A new study presented at the annual meeting of the Radiological Society of North America (RSNA) revealed brain imaging exams performed on high school football players after just one season showed changes in both the gray and white matter that correlated with exposure to head impacts.
“We saw changes in these young players’ brains on both structural and functional imaging after a single season of football,” Elizabeth Moody Davenport, Ph.D., a postdoctoral researcher at UT Southwestern Medical Center in Dallas, TX, who led this analysis.
The study included 24 players from a high school football team in North Carolina, each of whom wore a helmet outfitted with the Head Impact Telemetry System (HITS) during all practices and games. The helmets were lined with six accelerometers, or sensors, that measure the magnitude, location and direction of a hit. Data from the helmets was uploaded to a computer for analysis.
“It’s important to understand the potential changes occurring in the brain related to youth contact sports,” Dr. Davenport added. “We know that some professional football players suffer from a serious condition called chronic traumatic encephalopathy, or CTE. We are attempting to find out when and how that process starts, so that we can keep sports a healthy activity for millions of children and adolescents.”
In the study, each player underwent pre- and post-season imaging: a specialized MRI scan, from which diffusion tensor imaging (DTI) and diffusion kurtosis imaging (DKI) data were extracted to measure the brain’s white matter integrity, and a magnetoencephalography (MEG) scan, which records and analyzes the magnetic fields produced by brain waves.

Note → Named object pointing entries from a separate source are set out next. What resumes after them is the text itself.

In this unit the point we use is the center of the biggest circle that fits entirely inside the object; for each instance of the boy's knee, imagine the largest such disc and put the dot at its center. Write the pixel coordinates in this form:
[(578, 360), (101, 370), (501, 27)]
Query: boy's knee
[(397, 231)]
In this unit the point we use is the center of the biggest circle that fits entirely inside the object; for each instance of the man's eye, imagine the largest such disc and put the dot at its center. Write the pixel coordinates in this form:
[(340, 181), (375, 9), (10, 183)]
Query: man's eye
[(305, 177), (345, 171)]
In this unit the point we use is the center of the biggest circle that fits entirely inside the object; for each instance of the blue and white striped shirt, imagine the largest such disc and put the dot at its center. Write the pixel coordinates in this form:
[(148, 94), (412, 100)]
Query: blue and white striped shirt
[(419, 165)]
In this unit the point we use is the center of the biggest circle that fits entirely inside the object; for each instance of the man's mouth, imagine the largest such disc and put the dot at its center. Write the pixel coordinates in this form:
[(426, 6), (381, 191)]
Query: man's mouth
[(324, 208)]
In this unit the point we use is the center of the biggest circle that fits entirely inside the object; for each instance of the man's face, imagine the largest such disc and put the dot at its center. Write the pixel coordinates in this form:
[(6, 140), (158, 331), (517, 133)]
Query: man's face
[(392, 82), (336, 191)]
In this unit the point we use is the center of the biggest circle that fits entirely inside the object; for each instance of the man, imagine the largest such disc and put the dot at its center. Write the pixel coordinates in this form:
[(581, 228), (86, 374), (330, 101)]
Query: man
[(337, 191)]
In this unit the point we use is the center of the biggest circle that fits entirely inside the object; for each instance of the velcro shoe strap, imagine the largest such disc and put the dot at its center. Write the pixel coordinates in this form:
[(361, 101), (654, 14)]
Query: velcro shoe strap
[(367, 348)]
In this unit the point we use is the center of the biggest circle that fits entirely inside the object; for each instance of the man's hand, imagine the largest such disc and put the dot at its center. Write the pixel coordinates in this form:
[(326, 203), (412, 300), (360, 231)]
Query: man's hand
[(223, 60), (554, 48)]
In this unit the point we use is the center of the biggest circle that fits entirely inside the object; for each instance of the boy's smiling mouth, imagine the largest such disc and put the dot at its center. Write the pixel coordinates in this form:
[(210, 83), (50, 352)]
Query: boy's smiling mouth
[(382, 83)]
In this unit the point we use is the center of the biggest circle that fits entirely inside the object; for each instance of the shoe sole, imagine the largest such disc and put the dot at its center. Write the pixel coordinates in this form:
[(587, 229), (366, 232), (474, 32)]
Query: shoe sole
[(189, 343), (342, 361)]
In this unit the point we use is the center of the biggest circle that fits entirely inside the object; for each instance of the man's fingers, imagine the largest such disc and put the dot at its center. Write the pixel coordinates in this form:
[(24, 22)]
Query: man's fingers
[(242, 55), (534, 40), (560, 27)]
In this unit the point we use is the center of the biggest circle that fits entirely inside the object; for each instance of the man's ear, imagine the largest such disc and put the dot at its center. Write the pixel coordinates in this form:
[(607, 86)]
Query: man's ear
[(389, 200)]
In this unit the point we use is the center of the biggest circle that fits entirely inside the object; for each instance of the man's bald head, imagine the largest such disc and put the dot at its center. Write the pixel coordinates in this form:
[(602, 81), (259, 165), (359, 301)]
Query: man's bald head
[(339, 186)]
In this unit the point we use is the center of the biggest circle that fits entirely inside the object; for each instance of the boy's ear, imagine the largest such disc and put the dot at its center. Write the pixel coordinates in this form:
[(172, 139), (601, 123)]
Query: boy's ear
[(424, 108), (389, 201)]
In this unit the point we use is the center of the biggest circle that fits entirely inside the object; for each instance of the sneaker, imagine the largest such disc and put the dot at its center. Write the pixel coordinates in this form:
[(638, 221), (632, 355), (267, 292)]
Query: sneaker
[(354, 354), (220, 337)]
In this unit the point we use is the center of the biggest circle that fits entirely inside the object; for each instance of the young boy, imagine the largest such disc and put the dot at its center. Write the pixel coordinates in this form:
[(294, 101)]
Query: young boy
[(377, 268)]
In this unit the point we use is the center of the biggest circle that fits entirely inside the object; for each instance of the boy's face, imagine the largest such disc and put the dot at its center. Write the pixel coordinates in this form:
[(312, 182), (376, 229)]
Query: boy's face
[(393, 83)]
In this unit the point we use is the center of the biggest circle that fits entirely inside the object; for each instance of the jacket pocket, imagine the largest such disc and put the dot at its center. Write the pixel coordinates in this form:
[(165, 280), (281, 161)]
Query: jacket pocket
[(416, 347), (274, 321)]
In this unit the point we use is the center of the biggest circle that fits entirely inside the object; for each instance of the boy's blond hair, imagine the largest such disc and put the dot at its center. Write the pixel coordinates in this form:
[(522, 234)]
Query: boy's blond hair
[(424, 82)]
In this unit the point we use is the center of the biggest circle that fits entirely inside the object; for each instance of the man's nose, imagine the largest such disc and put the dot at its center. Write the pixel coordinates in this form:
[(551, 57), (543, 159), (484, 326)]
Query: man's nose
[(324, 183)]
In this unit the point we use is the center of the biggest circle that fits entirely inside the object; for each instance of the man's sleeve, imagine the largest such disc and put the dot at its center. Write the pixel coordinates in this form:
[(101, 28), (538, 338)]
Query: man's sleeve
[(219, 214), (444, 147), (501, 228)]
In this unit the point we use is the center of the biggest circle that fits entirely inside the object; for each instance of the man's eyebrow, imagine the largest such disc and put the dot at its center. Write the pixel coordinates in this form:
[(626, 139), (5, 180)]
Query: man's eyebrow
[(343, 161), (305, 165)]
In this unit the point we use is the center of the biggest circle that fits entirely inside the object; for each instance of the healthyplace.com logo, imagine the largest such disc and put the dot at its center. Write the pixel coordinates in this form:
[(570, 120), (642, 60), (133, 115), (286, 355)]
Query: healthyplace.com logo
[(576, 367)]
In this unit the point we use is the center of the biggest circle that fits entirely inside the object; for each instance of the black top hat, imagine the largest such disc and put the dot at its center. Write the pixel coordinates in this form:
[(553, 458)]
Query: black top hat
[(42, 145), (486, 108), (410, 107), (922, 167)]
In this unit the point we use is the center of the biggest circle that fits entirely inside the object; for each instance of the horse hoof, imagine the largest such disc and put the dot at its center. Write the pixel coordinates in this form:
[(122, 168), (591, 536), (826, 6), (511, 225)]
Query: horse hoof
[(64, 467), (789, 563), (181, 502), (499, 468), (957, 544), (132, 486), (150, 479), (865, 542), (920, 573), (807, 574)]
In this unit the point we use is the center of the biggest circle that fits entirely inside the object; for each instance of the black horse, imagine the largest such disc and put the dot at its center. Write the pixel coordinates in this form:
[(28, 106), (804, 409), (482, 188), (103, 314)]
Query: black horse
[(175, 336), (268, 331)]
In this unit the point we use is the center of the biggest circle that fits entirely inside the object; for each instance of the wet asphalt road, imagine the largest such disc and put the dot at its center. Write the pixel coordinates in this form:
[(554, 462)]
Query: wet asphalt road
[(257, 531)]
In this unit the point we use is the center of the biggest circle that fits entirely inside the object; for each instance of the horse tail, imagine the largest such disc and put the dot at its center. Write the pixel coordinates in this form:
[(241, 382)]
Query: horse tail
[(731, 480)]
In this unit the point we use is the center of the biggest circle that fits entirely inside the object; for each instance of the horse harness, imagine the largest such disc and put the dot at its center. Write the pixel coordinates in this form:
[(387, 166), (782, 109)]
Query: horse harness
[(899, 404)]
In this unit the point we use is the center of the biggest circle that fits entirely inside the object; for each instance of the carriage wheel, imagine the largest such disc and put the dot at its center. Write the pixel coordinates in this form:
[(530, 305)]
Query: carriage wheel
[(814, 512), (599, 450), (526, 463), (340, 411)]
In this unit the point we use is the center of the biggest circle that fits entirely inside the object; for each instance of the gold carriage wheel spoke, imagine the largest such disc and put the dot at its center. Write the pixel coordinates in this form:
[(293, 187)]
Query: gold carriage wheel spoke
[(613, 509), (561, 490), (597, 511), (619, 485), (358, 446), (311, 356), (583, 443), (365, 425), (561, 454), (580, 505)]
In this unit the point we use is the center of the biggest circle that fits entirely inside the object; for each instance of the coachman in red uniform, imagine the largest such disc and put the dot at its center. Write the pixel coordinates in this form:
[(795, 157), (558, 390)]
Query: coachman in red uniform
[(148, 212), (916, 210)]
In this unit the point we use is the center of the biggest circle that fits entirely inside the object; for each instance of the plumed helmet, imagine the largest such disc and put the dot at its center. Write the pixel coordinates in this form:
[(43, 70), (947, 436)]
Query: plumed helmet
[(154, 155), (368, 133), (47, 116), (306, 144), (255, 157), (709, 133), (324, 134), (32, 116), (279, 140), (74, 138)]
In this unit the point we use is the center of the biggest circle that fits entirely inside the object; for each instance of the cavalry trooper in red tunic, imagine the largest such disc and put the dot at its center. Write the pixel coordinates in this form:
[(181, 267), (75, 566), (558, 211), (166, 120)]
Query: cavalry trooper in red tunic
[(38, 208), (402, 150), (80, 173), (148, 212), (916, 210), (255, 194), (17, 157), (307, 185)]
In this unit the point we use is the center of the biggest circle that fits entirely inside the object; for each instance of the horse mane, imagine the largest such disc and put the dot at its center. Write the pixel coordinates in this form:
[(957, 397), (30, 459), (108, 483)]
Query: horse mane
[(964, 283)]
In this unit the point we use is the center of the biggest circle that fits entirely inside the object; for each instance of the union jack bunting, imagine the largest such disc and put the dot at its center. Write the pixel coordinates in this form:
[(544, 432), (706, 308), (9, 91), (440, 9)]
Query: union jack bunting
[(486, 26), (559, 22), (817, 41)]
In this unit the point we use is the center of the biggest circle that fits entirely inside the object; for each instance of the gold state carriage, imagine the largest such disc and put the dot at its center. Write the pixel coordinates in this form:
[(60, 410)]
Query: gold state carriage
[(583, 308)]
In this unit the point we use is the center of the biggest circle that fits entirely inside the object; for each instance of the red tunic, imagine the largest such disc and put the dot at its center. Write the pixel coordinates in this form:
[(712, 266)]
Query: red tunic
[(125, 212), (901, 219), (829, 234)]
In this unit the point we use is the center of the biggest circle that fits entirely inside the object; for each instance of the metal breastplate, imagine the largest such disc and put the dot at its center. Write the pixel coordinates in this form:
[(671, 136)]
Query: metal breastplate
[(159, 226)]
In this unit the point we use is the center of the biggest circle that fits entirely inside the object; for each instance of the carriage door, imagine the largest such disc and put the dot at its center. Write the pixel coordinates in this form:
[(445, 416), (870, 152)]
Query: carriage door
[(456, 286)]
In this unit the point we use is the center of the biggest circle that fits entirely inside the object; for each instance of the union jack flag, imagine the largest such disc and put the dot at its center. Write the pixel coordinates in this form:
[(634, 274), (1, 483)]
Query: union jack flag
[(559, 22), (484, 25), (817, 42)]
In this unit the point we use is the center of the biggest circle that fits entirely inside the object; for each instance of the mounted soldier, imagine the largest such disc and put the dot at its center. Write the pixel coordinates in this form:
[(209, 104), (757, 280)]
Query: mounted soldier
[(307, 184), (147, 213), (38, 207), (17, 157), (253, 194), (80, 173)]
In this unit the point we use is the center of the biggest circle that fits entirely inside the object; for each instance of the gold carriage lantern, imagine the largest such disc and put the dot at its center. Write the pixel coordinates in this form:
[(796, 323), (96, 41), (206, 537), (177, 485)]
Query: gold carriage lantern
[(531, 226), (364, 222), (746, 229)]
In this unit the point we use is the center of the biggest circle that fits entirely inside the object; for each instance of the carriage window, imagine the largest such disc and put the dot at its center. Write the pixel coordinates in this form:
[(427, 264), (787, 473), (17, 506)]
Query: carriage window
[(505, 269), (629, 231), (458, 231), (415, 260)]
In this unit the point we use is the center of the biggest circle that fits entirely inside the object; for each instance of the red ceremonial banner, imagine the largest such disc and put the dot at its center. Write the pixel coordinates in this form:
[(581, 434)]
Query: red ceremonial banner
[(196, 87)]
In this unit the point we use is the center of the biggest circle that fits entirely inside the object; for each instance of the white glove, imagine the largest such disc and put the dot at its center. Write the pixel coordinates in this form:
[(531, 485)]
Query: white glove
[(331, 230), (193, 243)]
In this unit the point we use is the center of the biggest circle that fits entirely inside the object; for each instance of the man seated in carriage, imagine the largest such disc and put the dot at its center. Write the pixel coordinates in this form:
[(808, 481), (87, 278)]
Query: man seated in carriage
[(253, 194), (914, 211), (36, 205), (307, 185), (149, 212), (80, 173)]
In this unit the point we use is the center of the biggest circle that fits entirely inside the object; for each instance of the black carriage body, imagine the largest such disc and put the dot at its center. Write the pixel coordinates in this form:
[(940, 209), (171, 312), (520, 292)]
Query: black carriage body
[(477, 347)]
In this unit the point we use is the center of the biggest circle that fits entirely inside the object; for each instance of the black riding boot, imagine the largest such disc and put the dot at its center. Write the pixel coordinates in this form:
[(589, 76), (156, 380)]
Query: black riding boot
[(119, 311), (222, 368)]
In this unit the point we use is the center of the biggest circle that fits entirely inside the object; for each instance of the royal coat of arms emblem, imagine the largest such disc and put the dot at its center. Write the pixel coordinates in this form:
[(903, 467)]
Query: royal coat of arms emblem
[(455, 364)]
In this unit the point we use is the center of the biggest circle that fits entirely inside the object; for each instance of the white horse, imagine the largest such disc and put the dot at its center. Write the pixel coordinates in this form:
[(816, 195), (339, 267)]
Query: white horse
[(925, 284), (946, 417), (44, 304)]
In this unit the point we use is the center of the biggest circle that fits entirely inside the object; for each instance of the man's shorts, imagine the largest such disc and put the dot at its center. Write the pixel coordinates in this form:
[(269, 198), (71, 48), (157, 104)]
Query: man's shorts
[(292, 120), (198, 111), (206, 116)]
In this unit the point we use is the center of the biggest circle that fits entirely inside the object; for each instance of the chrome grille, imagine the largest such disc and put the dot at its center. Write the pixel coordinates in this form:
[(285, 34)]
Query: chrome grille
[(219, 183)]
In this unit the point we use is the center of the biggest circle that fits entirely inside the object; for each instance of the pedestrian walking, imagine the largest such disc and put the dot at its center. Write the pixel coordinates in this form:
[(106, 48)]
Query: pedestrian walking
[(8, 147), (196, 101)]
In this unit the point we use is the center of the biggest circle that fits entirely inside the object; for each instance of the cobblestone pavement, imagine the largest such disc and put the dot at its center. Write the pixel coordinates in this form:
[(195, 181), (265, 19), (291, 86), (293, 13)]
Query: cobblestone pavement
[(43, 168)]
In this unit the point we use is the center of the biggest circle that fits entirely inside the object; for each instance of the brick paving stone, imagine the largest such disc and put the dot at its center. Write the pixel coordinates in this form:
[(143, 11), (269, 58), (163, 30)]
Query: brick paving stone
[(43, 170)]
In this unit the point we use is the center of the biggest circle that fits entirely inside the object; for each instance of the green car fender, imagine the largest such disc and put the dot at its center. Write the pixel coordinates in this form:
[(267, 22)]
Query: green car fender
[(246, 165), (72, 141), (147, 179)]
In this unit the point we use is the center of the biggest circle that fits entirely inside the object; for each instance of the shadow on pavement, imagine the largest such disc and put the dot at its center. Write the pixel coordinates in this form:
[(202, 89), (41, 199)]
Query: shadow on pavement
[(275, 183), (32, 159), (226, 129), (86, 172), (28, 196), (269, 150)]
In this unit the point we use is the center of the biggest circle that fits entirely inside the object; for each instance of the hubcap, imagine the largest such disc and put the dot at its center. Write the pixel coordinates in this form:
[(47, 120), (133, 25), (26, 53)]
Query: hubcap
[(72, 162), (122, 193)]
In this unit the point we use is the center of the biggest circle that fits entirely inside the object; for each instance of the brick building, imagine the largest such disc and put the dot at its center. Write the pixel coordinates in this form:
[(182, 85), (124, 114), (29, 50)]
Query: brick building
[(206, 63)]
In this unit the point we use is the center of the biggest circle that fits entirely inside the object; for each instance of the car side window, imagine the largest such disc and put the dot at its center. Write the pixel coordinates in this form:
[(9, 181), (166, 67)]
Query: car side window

Diffusion imaging can measure the structural white matter changes in the brain, and MEG assesses changes in function.
The research team calculated the change in imaging metrics between the pre- and post-season imaging exams. They measured abnormalities observed on diffusion imaging and abnormally increased delta wave activity on MEG. The imaging results were then combined with player-specific impact data from the HITS. None of the 24 players were diagnosed with a concussion during the study.
Players with greater head impact exposure had the greatest change in diffusion imaging and MEG metrics.